At first glance, it seems to make good business sense to diversify risk by splitting work evenly between two vendors. But this arrangement provides little incentive for either provider to move beyond a transactional relationship.

By giving one vendor 75% of the business, however, the client can create a partnership that leverages the best of that provider. In fact, a primary vendor often offers many of the same advantages as having a single vendor with 100% of the work, including favorable pricing based on guaranteed volume and simplified operations and vendor management.

How does a company select a primary transactional communications vendor? By evaluating the vendor’s strengths in eight key areas:

  • Transactional communications expertise
  • Growth and experience with long-term clients
  • Innovative and user-friendly omnichannel technology
  • Scalability
  • Customer focus
  • Partnership business model
  • Top-notch data and physical security
  • Strong, verifiable business continuity

From vendor to partner

A primary customer communications management vendor should enable a strategic transactional communications program while digitally transforming and automating processes for greater efficiency and effectiveness. It requires a powerful yet flexible CCM engine with both self-service and full-service capabilities to suit each client’s needs. 

The primary vendor needs to provide an omnichannel CCM platform for composing digital and paper communications that drive better customer experience, compliance, and engagement. The platform should enable companies to better manage and update individual preferences across print/mail, email and text messaging while providing personalized experiences with consistent branding across channels.

Another way to create seamless and efficient interactions: Automating a progressive delivery communications program. If an emailed statement or text message bounces or remains unopened for a pre-determined number of days, the system will print and mail the same bill, payment reminder, or other communication.

    Vendors need backup providers too

    Regardless of the model for dividing up work between vendors, simply adding a second vendor is not enough protection for a client’s vital services. Companies need to scrutinize and verify each vendor’s business continuity and disaster recovery preparations, including that they undergo regular third-party audits.

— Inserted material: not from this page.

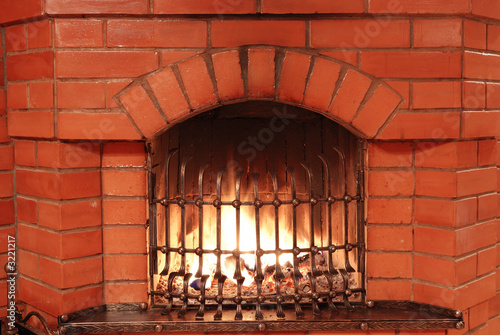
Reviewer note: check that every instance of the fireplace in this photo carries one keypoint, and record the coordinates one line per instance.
(233, 220)
(96, 95)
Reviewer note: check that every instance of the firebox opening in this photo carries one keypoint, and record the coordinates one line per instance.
(256, 205)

    At Nordis Technologies, we invest in back-up vendors, redundant operations and a secure cloud operating model. Our cloud solutions mean companies don’t have to worry about their on-premise hardware or installed software failing or being infected. For our CCM platform Expresso®, we have primary vendors for texting and email as well as agreements with other providers that allow us to switch volume if needed. We also work with two financial technology firms with expertise in consumer payments to support our ExpressoPay ® electronic bill presentment and payments system.

    We have deliberately placed our print and mail facilities in different regions of the United States, namely Florida and Nevada. The plants have comparable equipment and capabilities. And we can switch jobs between the two plants with a single keyboard click. We also work with several paper and ink manufacturers to keep supplies flowing.